====== Agent Distillation: Compressing Agent Systems into Smaller Models ======
Agent distillation is the process of transferring the full task-solving behavior of large LLM agent systems — including reasoning chains, tool usage patterns, and multi-step decision trajectories — into smaller, deployable models. Unlike general model distillation which uses flat token-level supervision to mimic outputs, agent distillation explicitly handles the **compositional structure** of agent trajectories, segmenting them into reasoning and action components for fine-grained alignment. This enables models as small as 0.5B-3.8B parameters to achieve performance competitive with models 4-10x larger.
===== Distinction from General Model Distillation =====
^ Aspect ^ Agent Distillation ^ General Model Distillation ^
| Supervision level | Span-level ([REASON] vs [ACT] masks) | Token-level (flat KL divergence) |
| Focus | Structured trajectories, reasoning-action fidelity | Overall probability distributions |
| Data structure | Segmented reasoning chains + tool calls | Input-output pairs |
| Key advantage | Preserves agent coherence (rationale leads to action) | Simpler, faster for non-agentic tasks |
| Limitation | Requires trajectory parsing and segmentation | Ignores agent structure, degrades reasoning |
The critical difference is that agent distillation models the **causal dependency** between reasoning and actions — a thought process leads to a specific tool call, which produces an observation that informs the next reasoning step. Flat distillation loses this structure.
===== Trajectory Distillation =====
Trajectory distillation trains small models to imitate complete agent trajectories from teacher agents:
* **Data generation**: Large teacher model (e.g., GPT-4, Qwen-32B) executes tasks while logging full trajectories — every reasoning step, tool invocation, observation, and decision
* **Trajectory segmentation**: Each trajectory is parsed into typed spans: [REASON], [ACT], [OBSERVE]

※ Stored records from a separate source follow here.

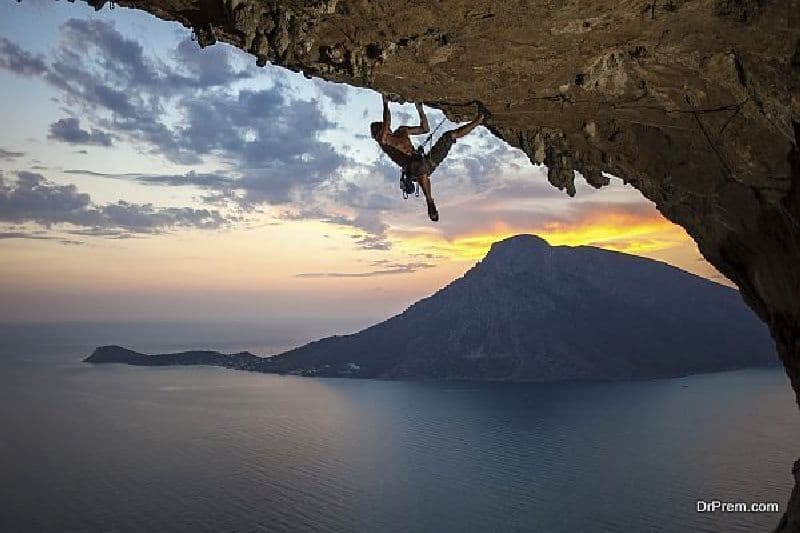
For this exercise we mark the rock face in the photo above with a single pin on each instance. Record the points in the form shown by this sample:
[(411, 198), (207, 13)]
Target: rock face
[(696, 103), (530, 311)]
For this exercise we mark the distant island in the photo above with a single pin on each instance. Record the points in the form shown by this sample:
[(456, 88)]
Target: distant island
[(531, 311)]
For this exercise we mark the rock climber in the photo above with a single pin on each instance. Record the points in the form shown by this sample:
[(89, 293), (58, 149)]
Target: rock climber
[(416, 164)]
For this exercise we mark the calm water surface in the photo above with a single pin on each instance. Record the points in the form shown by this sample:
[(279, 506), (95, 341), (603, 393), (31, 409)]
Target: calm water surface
[(124, 449)]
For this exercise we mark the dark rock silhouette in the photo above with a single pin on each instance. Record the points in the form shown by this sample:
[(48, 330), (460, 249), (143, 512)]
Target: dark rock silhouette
[(530, 311)]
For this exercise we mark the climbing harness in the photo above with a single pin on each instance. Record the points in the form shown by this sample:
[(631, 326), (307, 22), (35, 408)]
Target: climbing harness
[(408, 183)]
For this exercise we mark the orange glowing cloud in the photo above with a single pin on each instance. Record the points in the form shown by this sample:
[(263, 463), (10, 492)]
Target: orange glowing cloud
[(613, 228)]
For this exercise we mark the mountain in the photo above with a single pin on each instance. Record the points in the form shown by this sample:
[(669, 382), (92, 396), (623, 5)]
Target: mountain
[(531, 311)]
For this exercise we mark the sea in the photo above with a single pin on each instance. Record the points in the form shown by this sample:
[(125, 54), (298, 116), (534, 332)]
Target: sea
[(114, 448)]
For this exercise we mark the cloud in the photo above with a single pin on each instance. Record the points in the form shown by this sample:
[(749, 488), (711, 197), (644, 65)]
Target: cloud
[(8, 155), (37, 236), (33, 199), (186, 110), (388, 269), (19, 61), (69, 130)]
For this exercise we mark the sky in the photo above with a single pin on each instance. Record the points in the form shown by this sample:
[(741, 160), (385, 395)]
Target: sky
[(145, 179)]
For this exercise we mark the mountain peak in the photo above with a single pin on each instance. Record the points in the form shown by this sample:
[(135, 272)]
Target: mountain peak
[(517, 254)]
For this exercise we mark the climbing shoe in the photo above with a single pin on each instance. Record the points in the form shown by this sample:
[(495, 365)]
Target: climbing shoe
[(432, 212)]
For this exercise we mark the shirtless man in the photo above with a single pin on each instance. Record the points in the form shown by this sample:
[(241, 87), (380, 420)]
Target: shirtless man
[(397, 145)]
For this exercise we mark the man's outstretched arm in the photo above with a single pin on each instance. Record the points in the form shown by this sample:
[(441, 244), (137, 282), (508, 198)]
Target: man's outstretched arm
[(387, 117), (423, 123)]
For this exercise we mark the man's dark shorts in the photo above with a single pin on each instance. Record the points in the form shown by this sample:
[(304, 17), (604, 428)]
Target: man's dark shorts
[(439, 151), (424, 166)]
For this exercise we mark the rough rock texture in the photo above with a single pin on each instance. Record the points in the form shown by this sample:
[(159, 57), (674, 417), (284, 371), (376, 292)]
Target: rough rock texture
[(694, 102)]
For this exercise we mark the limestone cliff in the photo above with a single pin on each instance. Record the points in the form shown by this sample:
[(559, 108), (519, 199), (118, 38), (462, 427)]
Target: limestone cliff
[(696, 103)]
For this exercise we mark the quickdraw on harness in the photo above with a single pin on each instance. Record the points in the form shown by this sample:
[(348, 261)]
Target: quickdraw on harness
[(408, 182)]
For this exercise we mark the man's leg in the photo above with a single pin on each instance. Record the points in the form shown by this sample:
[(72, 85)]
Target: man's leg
[(425, 185), (441, 148)]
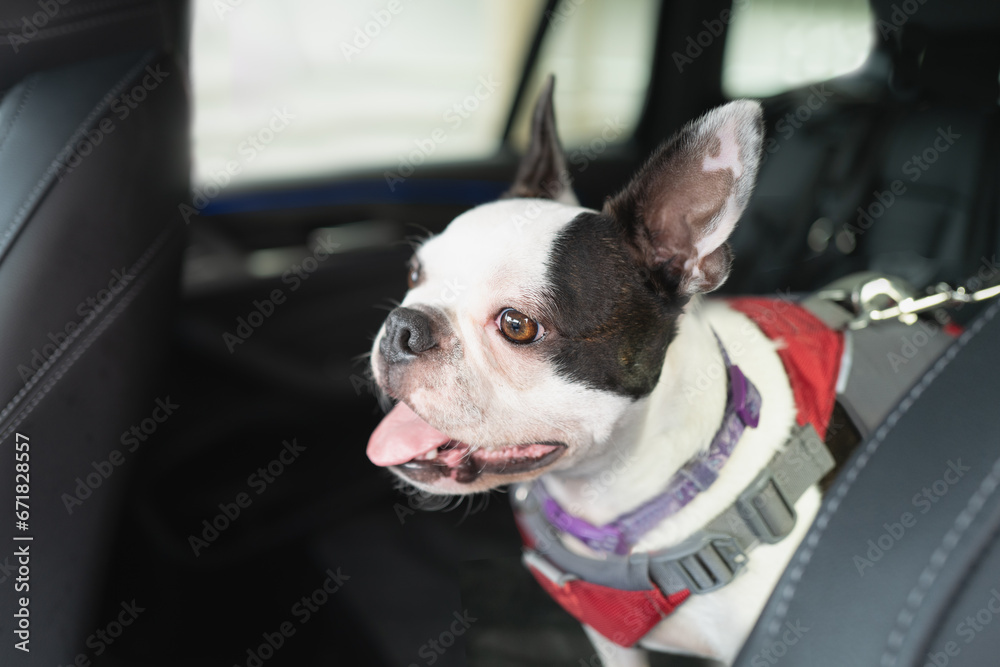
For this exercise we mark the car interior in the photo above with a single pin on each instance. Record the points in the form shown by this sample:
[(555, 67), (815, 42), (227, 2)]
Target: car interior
[(187, 358)]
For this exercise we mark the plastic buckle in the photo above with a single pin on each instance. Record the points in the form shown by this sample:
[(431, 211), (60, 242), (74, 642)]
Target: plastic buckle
[(770, 516), (710, 562)]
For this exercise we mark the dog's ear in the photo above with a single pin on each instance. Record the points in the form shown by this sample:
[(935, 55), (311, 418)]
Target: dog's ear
[(542, 172), (683, 204)]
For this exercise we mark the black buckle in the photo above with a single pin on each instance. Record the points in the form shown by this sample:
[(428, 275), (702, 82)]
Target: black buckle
[(770, 516), (708, 563)]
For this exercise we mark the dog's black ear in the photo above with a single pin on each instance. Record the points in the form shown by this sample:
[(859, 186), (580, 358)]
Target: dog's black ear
[(680, 208), (542, 172)]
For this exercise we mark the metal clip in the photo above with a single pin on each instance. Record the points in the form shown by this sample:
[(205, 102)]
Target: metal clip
[(872, 298)]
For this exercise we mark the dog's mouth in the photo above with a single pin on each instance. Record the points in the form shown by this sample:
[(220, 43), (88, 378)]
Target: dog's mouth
[(418, 450)]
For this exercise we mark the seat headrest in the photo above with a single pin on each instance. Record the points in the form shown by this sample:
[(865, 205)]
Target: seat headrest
[(37, 35)]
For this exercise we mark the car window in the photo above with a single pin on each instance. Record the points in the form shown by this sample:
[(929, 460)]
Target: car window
[(777, 45), (601, 54), (309, 87)]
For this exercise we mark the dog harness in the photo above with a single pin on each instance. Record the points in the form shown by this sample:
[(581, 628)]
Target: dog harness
[(623, 595)]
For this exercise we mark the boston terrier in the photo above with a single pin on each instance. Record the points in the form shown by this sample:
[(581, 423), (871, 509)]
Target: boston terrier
[(569, 352)]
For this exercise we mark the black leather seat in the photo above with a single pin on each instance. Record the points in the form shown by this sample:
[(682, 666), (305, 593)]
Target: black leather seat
[(93, 165), (902, 566)]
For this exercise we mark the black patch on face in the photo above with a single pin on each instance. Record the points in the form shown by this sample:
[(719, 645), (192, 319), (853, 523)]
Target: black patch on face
[(612, 318)]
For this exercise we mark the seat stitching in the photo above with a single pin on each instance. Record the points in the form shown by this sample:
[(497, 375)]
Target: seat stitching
[(46, 179), (74, 10), (137, 269), (908, 614), (29, 87), (78, 25)]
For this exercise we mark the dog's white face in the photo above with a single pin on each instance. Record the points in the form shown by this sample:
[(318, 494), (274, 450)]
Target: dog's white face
[(532, 327)]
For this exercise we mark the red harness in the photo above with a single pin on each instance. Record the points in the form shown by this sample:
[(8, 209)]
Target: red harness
[(811, 354)]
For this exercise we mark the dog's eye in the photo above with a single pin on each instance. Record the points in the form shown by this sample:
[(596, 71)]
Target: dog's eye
[(518, 327)]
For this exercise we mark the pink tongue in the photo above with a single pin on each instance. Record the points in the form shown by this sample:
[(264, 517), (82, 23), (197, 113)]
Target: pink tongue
[(402, 436)]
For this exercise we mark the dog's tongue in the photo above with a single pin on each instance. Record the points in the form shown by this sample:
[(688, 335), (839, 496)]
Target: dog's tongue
[(402, 436)]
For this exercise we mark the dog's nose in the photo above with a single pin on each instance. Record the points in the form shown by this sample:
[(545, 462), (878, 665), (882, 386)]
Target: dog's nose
[(407, 334)]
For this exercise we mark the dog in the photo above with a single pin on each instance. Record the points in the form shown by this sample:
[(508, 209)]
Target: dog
[(578, 352)]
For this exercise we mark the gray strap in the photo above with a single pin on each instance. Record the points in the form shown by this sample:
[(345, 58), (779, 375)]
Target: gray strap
[(765, 511), (710, 559)]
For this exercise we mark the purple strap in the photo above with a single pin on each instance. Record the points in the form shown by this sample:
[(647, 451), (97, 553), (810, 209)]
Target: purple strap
[(742, 410)]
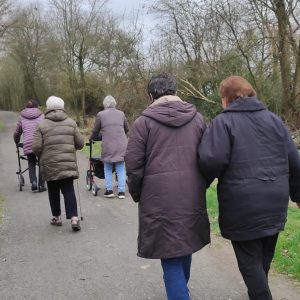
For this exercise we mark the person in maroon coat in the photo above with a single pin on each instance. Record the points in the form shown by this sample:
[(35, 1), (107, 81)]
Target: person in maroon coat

* **Supervised training**: Small student model is fine-tuned on segmented trajectories using span-specific loss functions
* **Curriculum training**: Tasks are ordered by complexity, starting with simple single-step actions and progressing to multi-step chains
Key approaches include:
* **AgentTrek** — Synthesizes web agent trajectories from publicly available tutorials through a three-stage pipeline: harvest tutorial texts, transform into task specs, execute in real environments with VLM verification. Achieves state-of-the-art on WebArena and ScreenSpot benchmarks.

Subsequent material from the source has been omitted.